Stiff is an amazing book, very moving and very funny. I second the recommendation.
I also really enjoyed this piece. It’s a big step up from some of the empty trolling, poorly thought out rants, and digressive reviews that keep popping up here lately. More of this, less “yeah I said it.”
Very cool article. My mom works as a hospice nurse, so I’m a little familiar with the “dying” side of the death business, but it was enlightening to read about the other half of the game.

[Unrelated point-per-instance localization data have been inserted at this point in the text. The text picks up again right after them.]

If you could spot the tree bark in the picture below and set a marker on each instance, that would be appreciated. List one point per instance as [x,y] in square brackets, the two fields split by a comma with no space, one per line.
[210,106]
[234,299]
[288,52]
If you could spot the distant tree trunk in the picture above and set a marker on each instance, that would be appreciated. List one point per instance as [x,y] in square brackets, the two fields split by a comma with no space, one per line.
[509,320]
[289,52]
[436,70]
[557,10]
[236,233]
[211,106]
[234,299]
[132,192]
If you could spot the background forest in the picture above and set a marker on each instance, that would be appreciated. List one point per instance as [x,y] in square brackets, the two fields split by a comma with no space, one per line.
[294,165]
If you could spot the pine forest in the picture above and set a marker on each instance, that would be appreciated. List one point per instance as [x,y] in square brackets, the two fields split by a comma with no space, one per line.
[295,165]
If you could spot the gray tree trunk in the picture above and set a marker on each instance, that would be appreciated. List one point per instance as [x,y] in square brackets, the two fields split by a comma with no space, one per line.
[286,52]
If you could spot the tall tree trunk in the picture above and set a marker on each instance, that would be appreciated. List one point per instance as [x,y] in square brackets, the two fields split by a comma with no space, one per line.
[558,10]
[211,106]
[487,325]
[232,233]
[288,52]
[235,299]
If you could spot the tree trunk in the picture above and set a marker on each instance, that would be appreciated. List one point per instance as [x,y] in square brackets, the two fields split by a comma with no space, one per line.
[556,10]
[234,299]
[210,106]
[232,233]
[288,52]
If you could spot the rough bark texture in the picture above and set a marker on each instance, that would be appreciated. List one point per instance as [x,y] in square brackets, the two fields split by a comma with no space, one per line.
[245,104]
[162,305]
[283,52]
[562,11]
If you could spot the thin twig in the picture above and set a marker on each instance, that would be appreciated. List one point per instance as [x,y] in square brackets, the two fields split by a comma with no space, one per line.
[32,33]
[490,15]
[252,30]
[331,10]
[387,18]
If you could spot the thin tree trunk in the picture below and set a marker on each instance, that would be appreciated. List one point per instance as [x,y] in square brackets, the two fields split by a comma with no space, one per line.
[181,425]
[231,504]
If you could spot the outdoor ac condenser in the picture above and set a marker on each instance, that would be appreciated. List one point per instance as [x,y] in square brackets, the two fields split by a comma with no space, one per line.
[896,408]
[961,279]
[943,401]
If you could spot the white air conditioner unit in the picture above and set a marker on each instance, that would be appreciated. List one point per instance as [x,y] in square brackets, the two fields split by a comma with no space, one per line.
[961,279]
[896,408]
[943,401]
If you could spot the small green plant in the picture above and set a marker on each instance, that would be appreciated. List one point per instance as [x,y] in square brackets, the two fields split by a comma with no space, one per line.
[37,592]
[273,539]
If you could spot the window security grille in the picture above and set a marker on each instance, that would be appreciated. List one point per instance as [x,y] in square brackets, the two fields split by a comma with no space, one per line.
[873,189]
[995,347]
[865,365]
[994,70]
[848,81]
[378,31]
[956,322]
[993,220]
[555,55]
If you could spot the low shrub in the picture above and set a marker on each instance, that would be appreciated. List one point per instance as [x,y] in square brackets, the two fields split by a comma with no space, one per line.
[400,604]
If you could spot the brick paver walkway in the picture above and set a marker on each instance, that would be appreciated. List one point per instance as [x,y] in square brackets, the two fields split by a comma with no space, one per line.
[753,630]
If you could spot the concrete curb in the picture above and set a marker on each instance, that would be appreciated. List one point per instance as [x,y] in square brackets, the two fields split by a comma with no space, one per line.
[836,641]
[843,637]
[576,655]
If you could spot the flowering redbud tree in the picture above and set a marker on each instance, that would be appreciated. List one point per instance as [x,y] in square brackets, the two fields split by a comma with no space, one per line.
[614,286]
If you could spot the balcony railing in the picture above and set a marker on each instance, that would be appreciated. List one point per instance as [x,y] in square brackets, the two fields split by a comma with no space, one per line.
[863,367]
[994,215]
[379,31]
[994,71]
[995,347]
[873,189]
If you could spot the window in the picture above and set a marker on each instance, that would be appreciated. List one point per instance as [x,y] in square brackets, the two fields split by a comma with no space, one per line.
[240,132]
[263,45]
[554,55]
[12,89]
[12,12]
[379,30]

Also, I haven’t finished reading it yet, but The Undertaking: Life Studies from the Dismal Trade is an interesting take on a similar topic. It’s a collection of essays written by a poet/funeral director — there’s obviously no metal spin on the subject, but it’s morbidly fascinating nonetheless.
http://www.amazon.com/Undertaking-Life-Studies-Dismal-Trade/dp/0393334872/ref=sr_1_1?s=books&ie=UTF8&qid=1324145792&sr=1-1
fascinating read. No joke, I was at a funeral this morning and was thinking about stuff like this. At the wake/rosary last night, the priest (who was a friend of the man who died) looked utterly shaken up after the service ended and the family closed the casket. I was touched by how honest his reaction was. He does this for a living and kept a professional/straight face up til the final moment of the evening. Even the young woman from the mortuary team was teary eyed, I’m not religious by any means and yeah, was checking out my shoes & the arrangements during some of the prayers but couldn’t help but feel touched by the reactions from these people.
@Wash – I’ve read The Undertaking, as well as met/seen Thomas Lynch speak in person. He gave a seminar here in Atlanta last year entitled “Good Death/Good Funerals.” The guy is hilarious and very well spoken. He was also one of the technical consultants for the show Six Feet Under.
Funny enough, Ghoat wasn’t listed as being the main force in Father Befouled too.